Francis passed away from prostate cancer in 1994. Diagnosed in 1987, he refused chemotherapy or surgery, instead seeking alternative treatments. His final five months were spent painting in spite of the artist’s enormous physical pain. He managed to produce 145 small painted works using his left hand, unable to use his dominant right hand after damaging it in a fall. Francis intended that these late works be displayed in one large grouping, viewing them as a single work. Francis’ collaborator, printmaker Jacob Samuel, explains that “these paintings are about Sam’s incredibly strong will to create, and that’s something he had in abundance–he had such incredible passion and skill. I’ve worked with lots of artists, but nobody had what he had. He could walk into the studio with a blank mind and no plan whatsoever, armed only with the confidence to just start and see where it went.”
About the auction:
Held online from November 18-23, our Editions auction centres around the S.P. Family Collection, which represents a selection of prints by modern masters.
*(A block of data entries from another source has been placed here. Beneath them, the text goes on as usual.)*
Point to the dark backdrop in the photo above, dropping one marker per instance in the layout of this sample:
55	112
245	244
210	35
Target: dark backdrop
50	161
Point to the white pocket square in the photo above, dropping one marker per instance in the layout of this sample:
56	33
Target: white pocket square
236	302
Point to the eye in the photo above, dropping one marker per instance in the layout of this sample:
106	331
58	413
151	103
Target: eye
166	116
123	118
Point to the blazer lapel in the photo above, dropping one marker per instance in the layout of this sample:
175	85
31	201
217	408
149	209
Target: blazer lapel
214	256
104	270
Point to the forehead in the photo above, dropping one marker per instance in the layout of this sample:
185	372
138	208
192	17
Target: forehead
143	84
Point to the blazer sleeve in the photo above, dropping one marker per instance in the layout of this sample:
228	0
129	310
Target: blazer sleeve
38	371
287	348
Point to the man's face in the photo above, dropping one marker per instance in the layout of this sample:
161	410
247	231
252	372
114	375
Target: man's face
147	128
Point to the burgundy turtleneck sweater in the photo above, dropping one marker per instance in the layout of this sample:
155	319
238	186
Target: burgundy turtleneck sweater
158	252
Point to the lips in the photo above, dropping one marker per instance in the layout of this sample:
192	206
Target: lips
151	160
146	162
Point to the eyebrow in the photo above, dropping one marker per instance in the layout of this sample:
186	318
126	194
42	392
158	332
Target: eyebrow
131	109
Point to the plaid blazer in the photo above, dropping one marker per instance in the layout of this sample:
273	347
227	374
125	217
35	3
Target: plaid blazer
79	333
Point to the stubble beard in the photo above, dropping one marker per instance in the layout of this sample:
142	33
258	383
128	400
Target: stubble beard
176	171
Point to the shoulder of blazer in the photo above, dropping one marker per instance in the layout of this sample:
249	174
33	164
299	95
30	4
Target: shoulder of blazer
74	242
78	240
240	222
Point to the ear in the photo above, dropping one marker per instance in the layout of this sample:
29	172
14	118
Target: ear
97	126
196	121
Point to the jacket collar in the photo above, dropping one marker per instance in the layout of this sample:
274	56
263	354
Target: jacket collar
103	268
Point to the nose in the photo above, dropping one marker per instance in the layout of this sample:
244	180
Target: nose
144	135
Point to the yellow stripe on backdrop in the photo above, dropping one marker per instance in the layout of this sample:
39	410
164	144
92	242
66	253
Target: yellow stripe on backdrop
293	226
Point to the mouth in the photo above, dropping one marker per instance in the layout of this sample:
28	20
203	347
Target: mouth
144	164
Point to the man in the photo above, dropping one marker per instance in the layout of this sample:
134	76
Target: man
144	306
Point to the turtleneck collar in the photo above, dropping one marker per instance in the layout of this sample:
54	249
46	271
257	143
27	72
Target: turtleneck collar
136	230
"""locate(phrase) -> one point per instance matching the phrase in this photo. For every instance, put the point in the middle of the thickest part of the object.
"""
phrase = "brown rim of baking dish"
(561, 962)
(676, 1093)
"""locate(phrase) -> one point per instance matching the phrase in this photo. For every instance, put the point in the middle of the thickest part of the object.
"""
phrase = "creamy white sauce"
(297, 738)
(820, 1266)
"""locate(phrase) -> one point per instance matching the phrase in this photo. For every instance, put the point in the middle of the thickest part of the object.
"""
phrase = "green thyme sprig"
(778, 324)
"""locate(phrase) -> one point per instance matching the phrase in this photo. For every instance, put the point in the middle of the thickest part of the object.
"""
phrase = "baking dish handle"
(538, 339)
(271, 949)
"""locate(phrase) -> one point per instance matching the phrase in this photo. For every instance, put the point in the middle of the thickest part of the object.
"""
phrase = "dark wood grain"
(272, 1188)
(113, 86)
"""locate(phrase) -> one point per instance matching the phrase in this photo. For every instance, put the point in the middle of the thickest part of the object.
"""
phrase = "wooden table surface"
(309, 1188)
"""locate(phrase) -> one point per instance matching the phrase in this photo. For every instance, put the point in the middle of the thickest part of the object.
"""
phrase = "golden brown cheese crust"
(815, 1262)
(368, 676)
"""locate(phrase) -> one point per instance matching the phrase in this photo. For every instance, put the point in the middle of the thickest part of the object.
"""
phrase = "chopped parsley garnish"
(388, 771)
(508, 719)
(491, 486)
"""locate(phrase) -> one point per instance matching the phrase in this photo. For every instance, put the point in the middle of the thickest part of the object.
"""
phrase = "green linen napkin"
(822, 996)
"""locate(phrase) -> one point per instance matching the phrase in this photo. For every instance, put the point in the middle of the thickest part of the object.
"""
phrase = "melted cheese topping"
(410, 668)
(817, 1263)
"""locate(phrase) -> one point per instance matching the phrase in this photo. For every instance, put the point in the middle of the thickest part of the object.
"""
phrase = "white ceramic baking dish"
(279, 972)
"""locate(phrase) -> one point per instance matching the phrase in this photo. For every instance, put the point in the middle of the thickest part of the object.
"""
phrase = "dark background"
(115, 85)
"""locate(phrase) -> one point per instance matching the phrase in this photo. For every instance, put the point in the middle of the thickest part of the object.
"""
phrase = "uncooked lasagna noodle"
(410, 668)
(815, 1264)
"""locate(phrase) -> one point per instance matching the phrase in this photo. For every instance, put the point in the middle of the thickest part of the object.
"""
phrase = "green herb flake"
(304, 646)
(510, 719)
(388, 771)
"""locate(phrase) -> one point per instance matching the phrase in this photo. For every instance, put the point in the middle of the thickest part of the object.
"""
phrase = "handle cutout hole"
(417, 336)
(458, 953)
Highlights include Pablo Picasso’s “Jacqueline au chapeau noir” and “Francoise,” Marc Chagall’s “Couple in Mimosas,” and Joan Miró’s “Querelle d’amoureux.” Alongside this collection are iconic prints, including Andy Warhol’s “Vegetarian Vegetable, from Campbell’s Soup II” Henri Matisse’s “Portrait de Claude D.,” Joan Miró’s “La Cascada,” and Damien Hirst’s “Keukenhof (Veil)” and “Currency Series.” This auction also includes several prints by Sam Francis, a timely addition on the occasion of his centennial.
On view at our Toronto location:
Sunday, November 19 from 12:00 pm to 4:00 pm
Monday, November 20 from 10:00 am to 5:00 pm
Tuesday, November 21 from 10:00 am to 5:00 pm
Or by appointment.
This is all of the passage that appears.